Exceptional Andreev spectrum and supercurrent in p-wave non-Hermitian Josephson junctions

TL;DR

The paper addresses transport and spectral properties of a one-dimensional $p$-wave non-Hermitian Josephson junction by solving the non-Hermitian BdG equation with a dissipative barrier, revealing a pair of zero-energy exceptional points that descend from Majorana zero modes and are topologically protected. It derives the complex Andreev spectrum, analyzes inelastic scattering, and computes the supercurrent from inelastic Andreev reflections, finding a continuous current-phase relation and a linear decrease of the critical current with the dissipation strength $Z$, with no enhancement at the EPs.
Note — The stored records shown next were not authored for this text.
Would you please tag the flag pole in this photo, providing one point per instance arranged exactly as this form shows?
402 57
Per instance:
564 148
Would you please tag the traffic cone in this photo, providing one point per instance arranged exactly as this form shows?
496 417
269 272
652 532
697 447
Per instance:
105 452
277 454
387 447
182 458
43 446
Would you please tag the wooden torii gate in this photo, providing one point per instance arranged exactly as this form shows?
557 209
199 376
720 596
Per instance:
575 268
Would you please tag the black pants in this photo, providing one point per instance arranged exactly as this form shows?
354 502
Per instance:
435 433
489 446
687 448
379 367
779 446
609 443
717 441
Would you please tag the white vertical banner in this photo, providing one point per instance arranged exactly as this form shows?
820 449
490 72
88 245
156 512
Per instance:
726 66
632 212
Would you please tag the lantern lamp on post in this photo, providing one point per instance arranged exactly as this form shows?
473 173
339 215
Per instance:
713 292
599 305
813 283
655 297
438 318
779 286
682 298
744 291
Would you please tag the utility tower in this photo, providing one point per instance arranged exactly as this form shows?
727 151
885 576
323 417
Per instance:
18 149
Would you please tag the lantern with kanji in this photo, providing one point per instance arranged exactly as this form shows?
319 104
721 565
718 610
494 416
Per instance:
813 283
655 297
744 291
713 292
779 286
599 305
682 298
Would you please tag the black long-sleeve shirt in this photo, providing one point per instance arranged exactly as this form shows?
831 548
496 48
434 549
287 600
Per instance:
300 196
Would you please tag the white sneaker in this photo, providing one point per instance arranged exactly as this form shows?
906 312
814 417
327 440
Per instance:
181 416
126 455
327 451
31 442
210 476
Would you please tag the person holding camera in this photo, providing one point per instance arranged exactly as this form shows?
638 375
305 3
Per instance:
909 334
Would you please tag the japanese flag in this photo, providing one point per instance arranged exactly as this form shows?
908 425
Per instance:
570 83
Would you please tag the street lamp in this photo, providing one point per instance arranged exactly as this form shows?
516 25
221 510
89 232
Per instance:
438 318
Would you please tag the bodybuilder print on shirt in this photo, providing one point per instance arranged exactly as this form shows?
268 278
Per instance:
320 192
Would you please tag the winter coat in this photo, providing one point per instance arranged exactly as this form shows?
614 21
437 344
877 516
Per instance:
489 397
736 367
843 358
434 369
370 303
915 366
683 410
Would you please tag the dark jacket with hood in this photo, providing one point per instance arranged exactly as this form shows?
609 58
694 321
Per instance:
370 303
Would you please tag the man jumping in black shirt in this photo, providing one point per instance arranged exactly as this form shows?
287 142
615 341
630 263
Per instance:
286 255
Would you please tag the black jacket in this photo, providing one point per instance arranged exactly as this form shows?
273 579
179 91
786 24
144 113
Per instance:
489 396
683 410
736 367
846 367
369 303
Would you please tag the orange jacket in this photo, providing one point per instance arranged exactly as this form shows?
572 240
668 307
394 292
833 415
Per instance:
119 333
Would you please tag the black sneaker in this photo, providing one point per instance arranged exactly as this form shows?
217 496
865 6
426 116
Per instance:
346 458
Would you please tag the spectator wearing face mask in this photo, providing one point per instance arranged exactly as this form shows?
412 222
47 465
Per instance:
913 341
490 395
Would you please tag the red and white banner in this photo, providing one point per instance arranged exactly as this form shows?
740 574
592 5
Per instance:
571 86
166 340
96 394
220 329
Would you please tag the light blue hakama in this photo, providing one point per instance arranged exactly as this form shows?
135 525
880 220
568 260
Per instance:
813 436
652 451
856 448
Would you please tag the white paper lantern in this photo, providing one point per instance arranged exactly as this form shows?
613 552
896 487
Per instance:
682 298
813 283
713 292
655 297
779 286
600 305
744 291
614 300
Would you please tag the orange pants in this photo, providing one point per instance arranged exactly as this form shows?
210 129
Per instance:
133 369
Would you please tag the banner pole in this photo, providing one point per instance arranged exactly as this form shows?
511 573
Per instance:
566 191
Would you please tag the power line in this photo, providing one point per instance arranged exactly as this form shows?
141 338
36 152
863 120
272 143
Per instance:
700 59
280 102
The study further extends the analysis to a mixed $s$-$p$ wave NHJJ, where additional EPs appear but without Majorana protection, illustrating how non-Hermiticity and topology shape transport in superconducting junctions. Overall, the work provides new insights into Majorana physics, exceptional points, and transport in non-Hermitian Josephson devices, suggesting experimental signatures in spectroscopic measurements.

Abstract

We investigate the spectrum of Andreev bound states and supercurrent in a $p$-wave non-Hermitian Josephson junction (NHJJ) in one dimension. The studied NHJJ is composed of two topological $p$-wave superconductors connected by a non-Hermitian dissipative junction. Starting from the effective non-Hermitian Bogoliubov-de Gennes bulk Hamiltonian, we find that a pair of exceptional points emerge in the complex spectrum of Andreev quasi-bound states. The two exceptional points with zero energy locate symmetrically with respect to Josephson phase difference $φ=π$, at which a Majorana zero mode persists. Notably, the exceptional points descend from a pair of Majorana zero modes after turning on the non-Hermiticity and are topologically protected. By analyzing the non-Hermitian scattering process at the junction, we explicitly demonstrate the loss of quasiparticles through the decay of scattering amplitude probabilities. Furthermore, we obtain the supercurrent directly by the inelastic Andreev reflection amplitudes, which provides a more intuitive interpretation of transport properties in NHJJs. The supercurrent varies continuously as a function of $φ$ across the exceptional points. No enhancement of critical current is observed. We also generalize our analysis to a mixed $s$-$p$ wave NHJJ. Our results provide new insights on transport properties of Josephson junctions in presence of Majorana zero modes, exceptional points, and non-Hermiticity.

Figures (4)

• Figure 1: (a) Sketch of a 1D $p$-wave NHJJ: two triplet $p$-wave superconductors are connected by a short junction, which is coupled to the environment. The two superconductors possess a phase difference $\phi=\phi_{2}-\phi_{1}$. (b) Andreev spectrum as a function of $\phi$ corresponding to the setup in (a). A pair of exceptional points appear, implying unique non-Hermitian spectral features. We choose $Z=0.2$ for the non-Hermitian barrier strength.
• Figure 2: (a) Scattering probabilities $|A_{\eta s}|^{2}$ as a function of $Z$ with $\eta=e/h$ and $s=\pm$. $R_{A}(R)$ stands for Andreev (normal) reflection, and $T_{A}(T)$ stands for Andreev (normal) tunneling. We choose $\phi=\pi/2$. (b) Scattering probabilities as a function of $\phi$ for fixed $Z=0.2$. Other parameters are chosen as $\Delta=0.2$ and $E=0.25$.
• Figure 3: (a) Current-phase relation for different $Z$ with temperature $T\rightarrow0$ ($\beta=1/k_{B}T\rightarrow\infty$). The solid lines are from Eq. \ref{['eq:currentBefore']} away from EPs, and dashed lines are from Eq. \ref{['eq:currentAfter']} between EPs. (b) Current-phase relation of the Hermitian limit with $Z=0$ at different temperatures. (c) Current-phase relation with $Z=0.2$ at different temperatures. (d) The critical supercurrent $I_{c}$ as a function of parameter $Z$ at different temperatures.
• Figure 4: (a) Sketch of a 1D mixed $s$-$p$ wave NHJJ: the left superconductor is of $s$-wave paring and the right superconductor is of $p$-wave paring. The two superconductors possess a phase difference $\phi=\phi_{2}-\phi_{1}$. (b) Andreev spectrum as a function of $\phi$ corresponding to setup in (a). Four pairs of exceptional points appear, implying unique non-Hermitian spectral features. Solid lines are for the real energy and dashed lines are for the corresponding imaginary parts. Red and blue colors are for different pairs of Andreev spectra. We choose $Z=0.2$ in this plot.